Published: 2013 Dezember
Institution: Institut AIFB, KIT
Erscheinungsort / Ort: Karlsruhe
Instance matching is an important step in data integration where the goal is to find instance representations referring to the same entity. In this paper, we propose an efficient approach to learn attributes, similarity functions, and thresh- olds, called instance-matching rules, for finding matches. Existing rule-based approaches calculate similarity of each attribute separately, and identify an instance pair as a match if each of the similarities is high enough. They may fail to identify matching instance pairs if there are errors occur in a single attribute. Besides, these approach cannot effectively learn the rules without the fine-tuning of parameters. At mean while, these approaches are also expensive in learning, because they learn the best rule from a large number of candidates whose number depends on the number of attributes, similarity functions, and especially training examples. In this paper, we address these three problems.
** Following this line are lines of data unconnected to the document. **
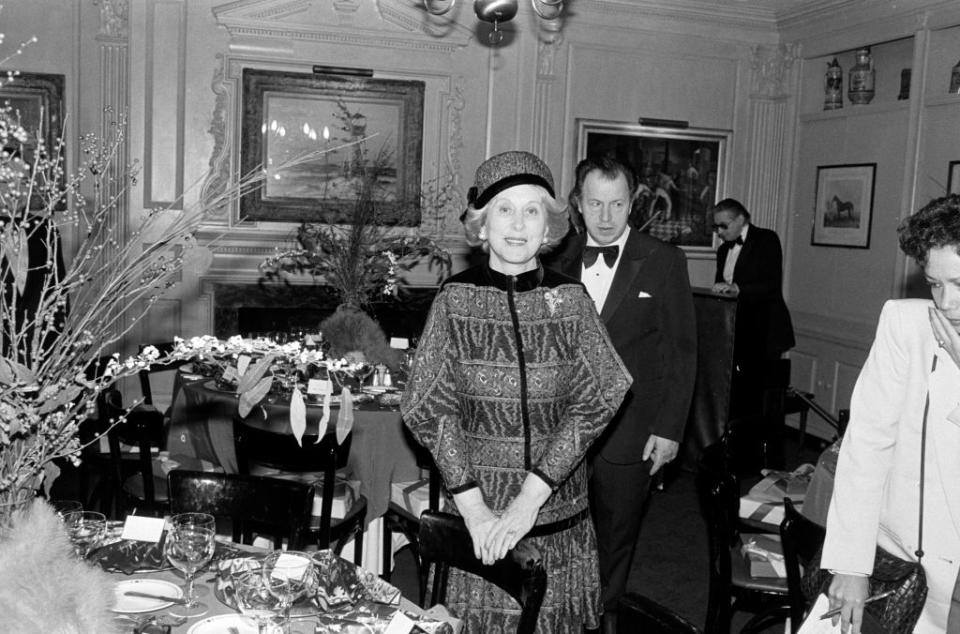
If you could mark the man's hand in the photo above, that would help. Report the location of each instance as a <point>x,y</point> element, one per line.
<point>661,451</point>
<point>479,520</point>
<point>722,288</point>
<point>849,593</point>
<point>518,518</point>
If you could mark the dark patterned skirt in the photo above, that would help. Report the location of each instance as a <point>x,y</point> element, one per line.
<point>571,603</point>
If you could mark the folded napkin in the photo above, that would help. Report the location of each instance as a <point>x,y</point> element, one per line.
<point>373,618</point>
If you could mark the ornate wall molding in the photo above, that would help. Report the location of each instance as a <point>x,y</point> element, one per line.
<point>220,164</point>
<point>771,68</point>
<point>114,19</point>
<point>765,192</point>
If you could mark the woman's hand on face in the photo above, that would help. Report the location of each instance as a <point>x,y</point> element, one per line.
<point>945,334</point>
<point>849,593</point>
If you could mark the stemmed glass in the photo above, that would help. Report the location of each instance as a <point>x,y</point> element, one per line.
<point>63,507</point>
<point>256,598</point>
<point>290,575</point>
<point>189,547</point>
<point>86,529</point>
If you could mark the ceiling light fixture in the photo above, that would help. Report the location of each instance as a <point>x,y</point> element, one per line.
<point>497,12</point>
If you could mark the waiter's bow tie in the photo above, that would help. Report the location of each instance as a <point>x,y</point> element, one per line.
<point>609,252</point>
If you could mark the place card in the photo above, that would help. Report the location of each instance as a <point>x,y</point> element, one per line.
<point>399,624</point>
<point>243,362</point>
<point>230,374</point>
<point>142,529</point>
<point>319,386</point>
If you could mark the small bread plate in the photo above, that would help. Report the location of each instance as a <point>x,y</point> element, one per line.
<point>222,623</point>
<point>135,605</point>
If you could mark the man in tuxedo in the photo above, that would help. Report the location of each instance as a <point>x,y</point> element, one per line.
<point>642,292</point>
<point>750,268</point>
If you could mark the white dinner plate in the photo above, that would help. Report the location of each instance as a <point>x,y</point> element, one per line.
<point>136,605</point>
<point>222,623</point>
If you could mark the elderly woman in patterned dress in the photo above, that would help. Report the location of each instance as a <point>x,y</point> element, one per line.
<point>513,380</point>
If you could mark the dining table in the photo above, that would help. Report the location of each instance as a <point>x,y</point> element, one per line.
<point>376,597</point>
<point>380,454</point>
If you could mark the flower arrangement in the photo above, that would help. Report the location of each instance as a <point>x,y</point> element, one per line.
<point>256,367</point>
<point>62,313</point>
<point>365,261</point>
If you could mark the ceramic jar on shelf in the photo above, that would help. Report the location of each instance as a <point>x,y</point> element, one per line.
<point>862,77</point>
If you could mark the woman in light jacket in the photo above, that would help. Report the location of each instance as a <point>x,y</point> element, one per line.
<point>877,491</point>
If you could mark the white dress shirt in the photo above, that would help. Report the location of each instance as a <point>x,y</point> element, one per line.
<point>732,255</point>
<point>598,278</point>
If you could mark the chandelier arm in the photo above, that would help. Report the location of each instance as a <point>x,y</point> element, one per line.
<point>536,4</point>
<point>428,5</point>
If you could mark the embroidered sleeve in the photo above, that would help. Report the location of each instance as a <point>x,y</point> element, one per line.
<point>429,405</point>
<point>597,387</point>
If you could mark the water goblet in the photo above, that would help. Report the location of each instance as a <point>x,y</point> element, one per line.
<point>189,548</point>
<point>296,575</point>
<point>86,529</point>
<point>256,598</point>
<point>63,507</point>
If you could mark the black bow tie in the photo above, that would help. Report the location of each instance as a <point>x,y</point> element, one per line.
<point>609,252</point>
We measure two instances as a whole by calculating the average similarity of a set of attributes to balance the errors in single one. The approach we proposed in this paper is almost free of parameters, which can easily estimate the value of the parameters from the training data and require not fine-tuning of them. We then propose an efficient algorithm to learn the instance-matching rules from a significantly smaller set of candidates whose size only depends on the number of at- tributes and similarity functions. The experiments on both real and synthetic datasets show that our solution greatly improves the effectiveness as well as the efficiency by up to 87% reduction of learning time. Moreover, the approach is also effective in the way that it can achieve stable results when the parameters are set with a large range of different values.